By nature, human beings seek happiness and fulfillment in life.
However, our world today is becoming increasingly complicated and turbulent. We don’t know anymore if we’ll have worthwhile and satisfying memories to look back on when we’re older.
Perhaps so, many of us are turning to Stoicism – a Greco-Roman philosophy of the yore that is making a resounding comeback.
So what could be a few simple ways to start as a beginner Stoic?
What Is Stoicism Philosophy
Stoicism not only teaches us how to live well and become better humans but also shows us how to live through tough times without losing our values. As a beginner, the one pivotal Stoic belief one can adopt in their life is:
Things happen to us, but whether good or bad, we can only control how we respond to them.
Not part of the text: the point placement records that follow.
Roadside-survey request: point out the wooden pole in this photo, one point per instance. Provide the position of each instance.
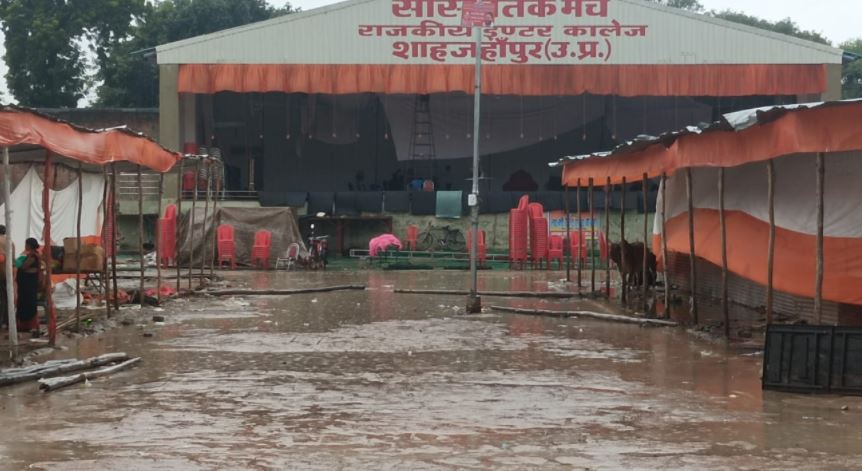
(666, 262)
(692, 257)
(159, 239)
(115, 232)
(608, 237)
(568, 236)
(191, 230)
(11, 316)
(177, 228)
(141, 232)
(645, 288)
(48, 183)
(78, 247)
(725, 307)
(624, 283)
(770, 293)
(592, 239)
(204, 232)
(106, 284)
(579, 255)
(818, 288)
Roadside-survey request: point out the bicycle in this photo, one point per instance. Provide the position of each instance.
(443, 238)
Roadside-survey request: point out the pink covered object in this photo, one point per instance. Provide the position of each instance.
(382, 243)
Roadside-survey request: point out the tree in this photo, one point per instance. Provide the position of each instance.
(130, 76)
(852, 77)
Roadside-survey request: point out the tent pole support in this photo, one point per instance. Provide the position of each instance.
(770, 268)
(818, 289)
(725, 306)
(691, 247)
(11, 316)
(665, 260)
(78, 246)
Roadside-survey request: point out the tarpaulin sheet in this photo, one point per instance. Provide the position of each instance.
(281, 222)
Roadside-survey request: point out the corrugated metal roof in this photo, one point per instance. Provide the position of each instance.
(736, 121)
(329, 35)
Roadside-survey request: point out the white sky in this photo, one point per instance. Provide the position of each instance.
(838, 20)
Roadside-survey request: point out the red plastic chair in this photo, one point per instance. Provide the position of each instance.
(483, 252)
(555, 251)
(226, 246)
(412, 237)
(261, 249)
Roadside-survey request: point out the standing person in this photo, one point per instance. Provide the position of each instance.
(28, 287)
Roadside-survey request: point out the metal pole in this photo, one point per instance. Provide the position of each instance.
(10, 255)
(141, 231)
(474, 303)
(666, 262)
(191, 231)
(568, 236)
(592, 240)
(177, 224)
(608, 238)
(692, 257)
(159, 239)
(78, 247)
(818, 289)
(725, 308)
(770, 293)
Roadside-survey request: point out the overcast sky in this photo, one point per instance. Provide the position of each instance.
(838, 20)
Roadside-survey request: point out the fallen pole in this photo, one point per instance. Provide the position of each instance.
(587, 314)
(284, 292)
(55, 368)
(54, 384)
(497, 294)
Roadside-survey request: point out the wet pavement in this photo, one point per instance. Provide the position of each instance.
(377, 380)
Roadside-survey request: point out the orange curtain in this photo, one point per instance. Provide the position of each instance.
(824, 129)
(532, 80)
(91, 147)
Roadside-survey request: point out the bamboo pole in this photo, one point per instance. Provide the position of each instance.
(177, 224)
(770, 269)
(106, 285)
(592, 239)
(114, 234)
(625, 290)
(141, 232)
(78, 247)
(159, 239)
(191, 230)
(579, 255)
(47, 184)
(725, 307)
(608, 237)
(11, 316)
(818, 288)
(666, 262)
(645, 288)
(568, 236)
(692, 257)
(204, 232)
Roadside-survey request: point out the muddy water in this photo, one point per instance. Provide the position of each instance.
(375, 380)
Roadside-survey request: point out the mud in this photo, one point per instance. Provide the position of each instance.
(375, 380)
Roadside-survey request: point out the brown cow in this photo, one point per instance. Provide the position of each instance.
(631, 266)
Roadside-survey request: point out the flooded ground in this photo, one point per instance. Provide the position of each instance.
(376, 380)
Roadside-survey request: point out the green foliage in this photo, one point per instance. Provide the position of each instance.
(852, 77)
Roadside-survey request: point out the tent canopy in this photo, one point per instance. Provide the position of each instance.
(24, 128)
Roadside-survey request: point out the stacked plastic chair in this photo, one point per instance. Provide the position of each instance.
(538, 234)
(261, 249)
(168, 237)
(226, 246)
(483, 249)
(519, 232)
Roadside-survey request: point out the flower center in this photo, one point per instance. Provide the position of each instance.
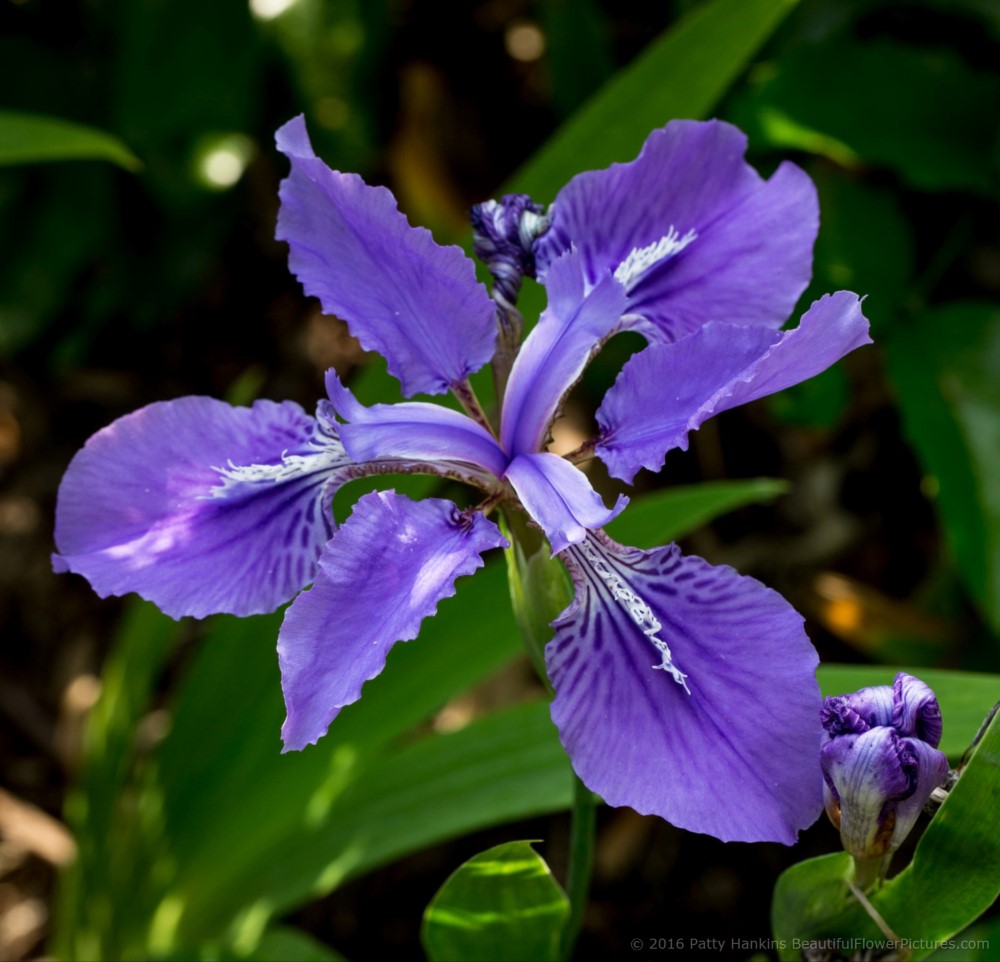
(641, 259)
Stoicism is a school of Hellenistic philosophy founded in the 3rd century BCE in Athens. Stoicism gets its name from the place where its founder, Zeno of Citium, lectured — the Stoa Poikile or the painted colonnade. It was Zeno who first divided philosophy into three parts: logic, physics, and ethics.
From Greece, Stoicism found its way to Rome in the 2nd century BCE, where it flourished and found its four most influential proponents — Cicero, Seneca, Epictetus, and Marcus Aurelius.
Since we cannot control what lies outside us, we should also not rely on external events to make our judgments, shape our behavior, or live our lives.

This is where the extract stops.